Петруха отвёл дяде Терентию новое помещение - маленькую комнатку за буфетом. В неё сквозь тонкую переборку, заклеенную зелёными обоями, проникали все звуки из трактира, и запах водки, и табачный дым. В ней было чисто, сухо, но хуже, чем в подвале. Окно упиралось в серую стену сарая; стена загораживала небо, солнце, звёзды, а из окошка подвала всё это можно было видеть, встав пред ним на колени...
Дядя Терентий оделся в сиреневую рубаху, надел сверх её пиджак, который висел на нём, как на ящике, и с утра до вечера торчал за буфетом. Теперь он стал говорить с людьми на 'вы', отрывисто, сухим голосом, точно лаял, и смотрел на них из-за стойки глазами собаки, охраняющей хозяйское добро. Илье он купил серую суконную курточку, сапоги, пальто и картуз, и, когда мальчик надел эти вещи, ему вспомнился старый тряпичник. Он почти не разговаривал с дядей, жизнь его тянулась однообразно, медленно. Всё чаще он вспоминал о деревне; теперь ему особенно ясно казалось, что там лучше жить: тише, понятнее, проще. Вспоминались густые леса Керженца, рассказы дяди Терентия об отшельнике Антипе, а мысль об Антипе рождала другую - о Пашке. Где он? Может быть, тоже убежал в лес, вырыл там пещеру и живёт в ней. Гудит в лесу вьюга, воют волки. Это страшно, но сладко слышать. А зимой, в хорошую погоду, там всё блестит серебром и бывает так тихо, что ничего не слыхать, кроме того, как снег хрустит под ногой, и если стоять неподвижно, тогда услышишь только одно своё сердце.

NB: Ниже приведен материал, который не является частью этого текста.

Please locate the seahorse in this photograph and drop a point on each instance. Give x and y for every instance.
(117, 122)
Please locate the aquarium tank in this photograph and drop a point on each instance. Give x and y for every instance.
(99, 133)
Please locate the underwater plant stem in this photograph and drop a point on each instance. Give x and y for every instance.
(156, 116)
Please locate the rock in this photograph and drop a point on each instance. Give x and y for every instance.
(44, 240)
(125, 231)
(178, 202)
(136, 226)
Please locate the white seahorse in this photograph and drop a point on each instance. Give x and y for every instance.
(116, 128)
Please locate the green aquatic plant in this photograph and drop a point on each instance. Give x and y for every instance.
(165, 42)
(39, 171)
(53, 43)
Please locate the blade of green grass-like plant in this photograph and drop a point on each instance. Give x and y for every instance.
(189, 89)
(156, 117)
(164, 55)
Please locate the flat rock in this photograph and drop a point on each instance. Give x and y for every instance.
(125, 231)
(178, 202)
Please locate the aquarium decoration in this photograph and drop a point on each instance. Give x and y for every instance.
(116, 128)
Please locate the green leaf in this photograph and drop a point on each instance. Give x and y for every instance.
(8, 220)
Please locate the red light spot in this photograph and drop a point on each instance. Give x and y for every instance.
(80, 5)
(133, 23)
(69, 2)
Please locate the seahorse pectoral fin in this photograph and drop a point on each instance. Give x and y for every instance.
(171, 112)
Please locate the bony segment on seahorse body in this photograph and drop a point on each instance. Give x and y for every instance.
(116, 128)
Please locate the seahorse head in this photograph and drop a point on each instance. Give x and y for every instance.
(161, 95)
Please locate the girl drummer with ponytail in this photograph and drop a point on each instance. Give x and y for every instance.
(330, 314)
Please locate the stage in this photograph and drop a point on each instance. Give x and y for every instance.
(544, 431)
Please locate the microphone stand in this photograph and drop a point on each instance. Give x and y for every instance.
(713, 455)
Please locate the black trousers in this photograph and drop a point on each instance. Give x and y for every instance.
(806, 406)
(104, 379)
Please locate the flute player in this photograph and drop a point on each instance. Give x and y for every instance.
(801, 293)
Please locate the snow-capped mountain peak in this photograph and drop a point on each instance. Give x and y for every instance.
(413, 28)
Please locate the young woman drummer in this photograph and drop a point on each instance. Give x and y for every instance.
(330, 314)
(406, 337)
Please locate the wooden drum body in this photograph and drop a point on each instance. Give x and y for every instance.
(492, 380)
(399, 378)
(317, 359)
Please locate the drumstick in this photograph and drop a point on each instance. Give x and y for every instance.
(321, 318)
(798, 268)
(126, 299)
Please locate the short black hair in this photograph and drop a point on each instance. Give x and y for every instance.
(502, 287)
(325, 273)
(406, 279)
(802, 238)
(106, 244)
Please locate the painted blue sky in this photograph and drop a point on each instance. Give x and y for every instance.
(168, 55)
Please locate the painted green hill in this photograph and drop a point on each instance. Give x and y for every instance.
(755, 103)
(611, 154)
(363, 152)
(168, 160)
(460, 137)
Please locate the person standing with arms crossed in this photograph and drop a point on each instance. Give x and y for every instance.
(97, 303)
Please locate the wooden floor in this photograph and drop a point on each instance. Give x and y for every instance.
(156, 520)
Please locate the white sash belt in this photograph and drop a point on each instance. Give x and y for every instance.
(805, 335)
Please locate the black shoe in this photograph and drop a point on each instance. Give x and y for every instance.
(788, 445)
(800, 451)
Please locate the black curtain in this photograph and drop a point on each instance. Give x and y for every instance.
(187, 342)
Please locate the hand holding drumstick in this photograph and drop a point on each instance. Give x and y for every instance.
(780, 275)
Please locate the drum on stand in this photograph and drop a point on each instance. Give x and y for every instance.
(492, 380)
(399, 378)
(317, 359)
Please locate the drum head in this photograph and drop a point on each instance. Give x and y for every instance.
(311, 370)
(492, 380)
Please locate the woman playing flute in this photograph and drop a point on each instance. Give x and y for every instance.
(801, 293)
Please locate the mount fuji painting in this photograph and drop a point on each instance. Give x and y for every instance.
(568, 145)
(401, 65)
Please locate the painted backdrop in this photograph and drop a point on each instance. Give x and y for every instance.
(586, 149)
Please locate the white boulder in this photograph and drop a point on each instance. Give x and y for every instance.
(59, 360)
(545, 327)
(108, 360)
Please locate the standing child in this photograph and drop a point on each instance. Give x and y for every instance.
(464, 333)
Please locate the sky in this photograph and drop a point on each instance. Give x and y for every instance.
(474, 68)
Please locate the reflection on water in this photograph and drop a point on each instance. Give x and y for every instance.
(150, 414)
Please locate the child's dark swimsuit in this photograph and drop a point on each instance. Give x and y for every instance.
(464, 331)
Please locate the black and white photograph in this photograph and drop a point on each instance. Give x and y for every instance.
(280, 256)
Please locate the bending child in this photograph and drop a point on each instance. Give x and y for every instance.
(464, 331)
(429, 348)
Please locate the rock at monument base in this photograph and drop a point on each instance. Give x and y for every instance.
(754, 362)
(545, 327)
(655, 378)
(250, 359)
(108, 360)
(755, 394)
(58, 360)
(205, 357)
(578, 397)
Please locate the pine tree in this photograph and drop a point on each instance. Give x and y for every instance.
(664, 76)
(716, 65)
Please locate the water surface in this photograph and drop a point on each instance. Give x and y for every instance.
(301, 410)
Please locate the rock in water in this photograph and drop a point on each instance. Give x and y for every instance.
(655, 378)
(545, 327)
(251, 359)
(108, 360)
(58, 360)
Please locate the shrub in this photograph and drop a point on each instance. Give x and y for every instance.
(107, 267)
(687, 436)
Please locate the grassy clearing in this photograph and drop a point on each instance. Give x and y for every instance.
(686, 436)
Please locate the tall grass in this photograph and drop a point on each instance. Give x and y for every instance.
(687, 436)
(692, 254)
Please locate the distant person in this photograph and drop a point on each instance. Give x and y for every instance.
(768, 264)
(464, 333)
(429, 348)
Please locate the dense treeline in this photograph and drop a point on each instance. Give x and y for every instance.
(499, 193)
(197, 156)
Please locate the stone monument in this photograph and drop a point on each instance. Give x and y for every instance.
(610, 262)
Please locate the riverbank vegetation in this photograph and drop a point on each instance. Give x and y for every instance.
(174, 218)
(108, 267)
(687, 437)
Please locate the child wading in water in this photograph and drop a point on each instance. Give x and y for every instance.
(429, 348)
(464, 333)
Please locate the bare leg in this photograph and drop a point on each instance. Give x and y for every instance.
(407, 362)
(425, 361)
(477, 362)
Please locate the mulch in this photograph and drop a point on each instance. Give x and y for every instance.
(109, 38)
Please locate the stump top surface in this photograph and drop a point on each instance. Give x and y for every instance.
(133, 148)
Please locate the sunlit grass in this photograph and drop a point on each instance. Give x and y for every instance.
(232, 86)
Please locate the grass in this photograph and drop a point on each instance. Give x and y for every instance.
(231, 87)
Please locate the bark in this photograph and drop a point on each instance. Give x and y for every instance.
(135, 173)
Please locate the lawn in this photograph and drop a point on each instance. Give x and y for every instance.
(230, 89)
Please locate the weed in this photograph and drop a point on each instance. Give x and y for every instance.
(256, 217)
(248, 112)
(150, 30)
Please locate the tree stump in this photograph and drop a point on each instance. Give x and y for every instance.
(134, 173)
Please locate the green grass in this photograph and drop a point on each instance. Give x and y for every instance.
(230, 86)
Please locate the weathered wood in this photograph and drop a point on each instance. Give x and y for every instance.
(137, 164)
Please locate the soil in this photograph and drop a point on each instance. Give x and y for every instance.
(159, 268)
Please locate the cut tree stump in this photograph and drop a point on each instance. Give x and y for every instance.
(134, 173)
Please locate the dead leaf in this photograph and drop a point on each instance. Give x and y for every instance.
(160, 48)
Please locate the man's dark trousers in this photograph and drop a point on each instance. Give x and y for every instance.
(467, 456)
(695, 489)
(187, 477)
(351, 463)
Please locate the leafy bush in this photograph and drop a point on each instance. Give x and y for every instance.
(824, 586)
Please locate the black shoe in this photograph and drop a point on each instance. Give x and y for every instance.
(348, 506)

В городе всегда шумно и бестолково, даже ночь полна звуков. Поют песни, кричат, стонут, ездят извозчики, от стука их пролёток и телег вздрагивают стёкла в окнах. Озорничают мальчишки в школе, большие ругаются, дерутся, пьянствуют. Люди все какие-то взбалмошные - то жулики, как Петруха, то злые, как Савёл, или никчемные вроде Перфишки, дяди Терентия, Матицы... Сапожник всех больше поражал Илью своей жизнью.
Однажды утром, когда Илья собрался в школу, Перфишка пришёл в трактир растрёпанный, не выспавшийся и молча встал у буфета, глядя на Терентия. Левый глаз у него вздрагивал и прищуривался, нижняя губа смешно отвисла. Дядя Терентий взглянул на него, улыбнулся и налил сапожнику стаканчик за три копейки, обычную Перфишкину порцию утром. Перфишка взял стакан дрожащей рукой, опрокинул его в рот, но не крякнул, не выругался, как всегда. Он снова уставился на буфетчика странно вздрагивающим левым глазом, а правый был тускл, неподвижен и как будто не видал ничего.
- Что это у вас с глазом-то? - спросил Терентий.
Перфишка потёр глаз рукой, поглядел на палец и вдруг громко, внятно сказал:
- Супруга наша Авдотья Петровна скончалась...
Терентий, взглянув на образ, перекрестился.
- Царствие ей небесное!
- А? - спросил Перфишка, упорно разглядывая лицо Терентия.